Sind Streuobstwiesen Konkurrenz oder Ergänzung für den konventionellen Obstanbau?

Meyer: Also, eine Konkurrenz ist das nicht. Denn die wirtschaftlichen Möglichkeiten werden im Moment noch nicht so genutzt, wie es eigentlich möglich wäre. Das kann sich aber in der Zukunft ändern. Wenn man viele Bäume mit hochwertigen Apfelsorten auf Streuobstwiesen anpflanzt und daraus einen ebenso hochwertigen Saft herstellt, dann wird man ihn auch zu einem fairen Preis anbieten können. 

Wann kann man denn mit ersten Erträgen rechnen?

Meyer: Wenn man heute eine Wiese mit jungen, hochstämmigen Apfelbäumen anlegt, kann man damit rechnen, dass sie erst ab dem 15. Jahr nennenswerte Erträge liefern. Ab dem zehnten Standjahr gibt es in der Regel die ersten Äpfel zu ernten – damit man aber Saft herstellen kann, braucht man natürlich einen entsprechend großen Ertrag. Zeit und ein langer Atem sind wichtige Faktoren.

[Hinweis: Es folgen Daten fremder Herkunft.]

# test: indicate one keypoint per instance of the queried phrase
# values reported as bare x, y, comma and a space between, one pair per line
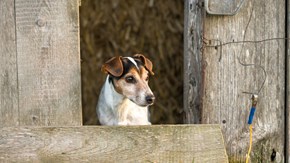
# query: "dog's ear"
147, 63
114, 66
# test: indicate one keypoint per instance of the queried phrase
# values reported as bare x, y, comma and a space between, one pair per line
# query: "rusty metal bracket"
216, 7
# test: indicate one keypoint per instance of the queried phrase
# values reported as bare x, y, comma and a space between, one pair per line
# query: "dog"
125, 96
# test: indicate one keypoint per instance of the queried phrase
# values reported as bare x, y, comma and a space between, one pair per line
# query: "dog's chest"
132, 114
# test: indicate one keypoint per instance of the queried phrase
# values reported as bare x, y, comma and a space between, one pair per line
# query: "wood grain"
187, 143
193, 32
226, 79
48, 62
8, 66
287, 111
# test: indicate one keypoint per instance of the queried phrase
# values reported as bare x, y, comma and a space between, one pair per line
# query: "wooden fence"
40, 95
40, 99
227, 56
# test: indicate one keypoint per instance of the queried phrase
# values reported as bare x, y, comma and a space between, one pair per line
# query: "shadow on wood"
179, 143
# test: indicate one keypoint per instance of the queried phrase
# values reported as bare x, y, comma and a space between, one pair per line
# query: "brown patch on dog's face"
134, 86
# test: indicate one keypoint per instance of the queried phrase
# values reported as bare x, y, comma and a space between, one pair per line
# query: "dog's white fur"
115, 109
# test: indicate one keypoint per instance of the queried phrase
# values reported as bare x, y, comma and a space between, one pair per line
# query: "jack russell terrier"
125, 96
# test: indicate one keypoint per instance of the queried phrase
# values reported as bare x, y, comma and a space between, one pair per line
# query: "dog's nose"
150, 99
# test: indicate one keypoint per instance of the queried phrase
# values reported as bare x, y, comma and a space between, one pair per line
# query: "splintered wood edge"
166, 143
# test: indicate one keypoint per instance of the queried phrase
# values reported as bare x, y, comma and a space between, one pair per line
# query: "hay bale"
126, 27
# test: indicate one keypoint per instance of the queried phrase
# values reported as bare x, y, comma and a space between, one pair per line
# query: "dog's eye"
130, 79
147, 78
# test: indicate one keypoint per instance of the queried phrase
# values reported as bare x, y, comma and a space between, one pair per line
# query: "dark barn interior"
126, 27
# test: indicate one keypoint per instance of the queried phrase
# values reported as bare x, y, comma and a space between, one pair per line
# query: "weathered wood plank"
193, 33
8, 66
226, 79
186, 143
48, 62
287, 111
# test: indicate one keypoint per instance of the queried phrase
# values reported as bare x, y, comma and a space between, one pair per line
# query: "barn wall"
226, 79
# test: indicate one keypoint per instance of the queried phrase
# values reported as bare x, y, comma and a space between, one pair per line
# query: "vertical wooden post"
287, 111
48, 59
8, 67
226, 79
193, 33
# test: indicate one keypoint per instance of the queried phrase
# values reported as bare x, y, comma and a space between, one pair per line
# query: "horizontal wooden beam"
178, 143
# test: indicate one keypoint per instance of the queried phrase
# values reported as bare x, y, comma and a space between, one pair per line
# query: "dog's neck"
114, 98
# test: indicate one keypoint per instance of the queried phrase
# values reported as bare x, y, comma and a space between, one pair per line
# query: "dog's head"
130, 77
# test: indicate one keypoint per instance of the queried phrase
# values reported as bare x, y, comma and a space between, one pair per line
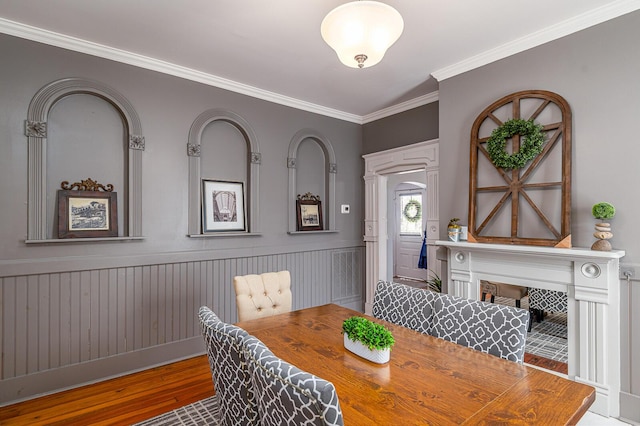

Wenn man nun aber kleinere, mittelstark wachsende Bäume pflanzt, dann kann man auch nach sechs Jahren schon mit den ersten Erträgen rechnen.

Haben Sie selbst eine Lieblingsapfelsorte?

Meyer: Mein Lieblingsobst ist der Gravensteiner Apfel, eine Sorte aus dem 16. Jahrhundert. Der ist vom Geschmack her einzigartig. Wenn Sie den Gravensteiner sortenrein zu Saft pressen und dann recht frisch trinken, ist das ein sinnliches Erlebnis – ein Geruch nach frischgemähter Wiese und ein wunderbarer Geschmack. Allerdings ist er etwas schwierig zu halten – er braucht ein bestimmtes feuchtes Klima. In den vergangenen Jahren war das wegen der Trockenheit bei uns nicht so einfach.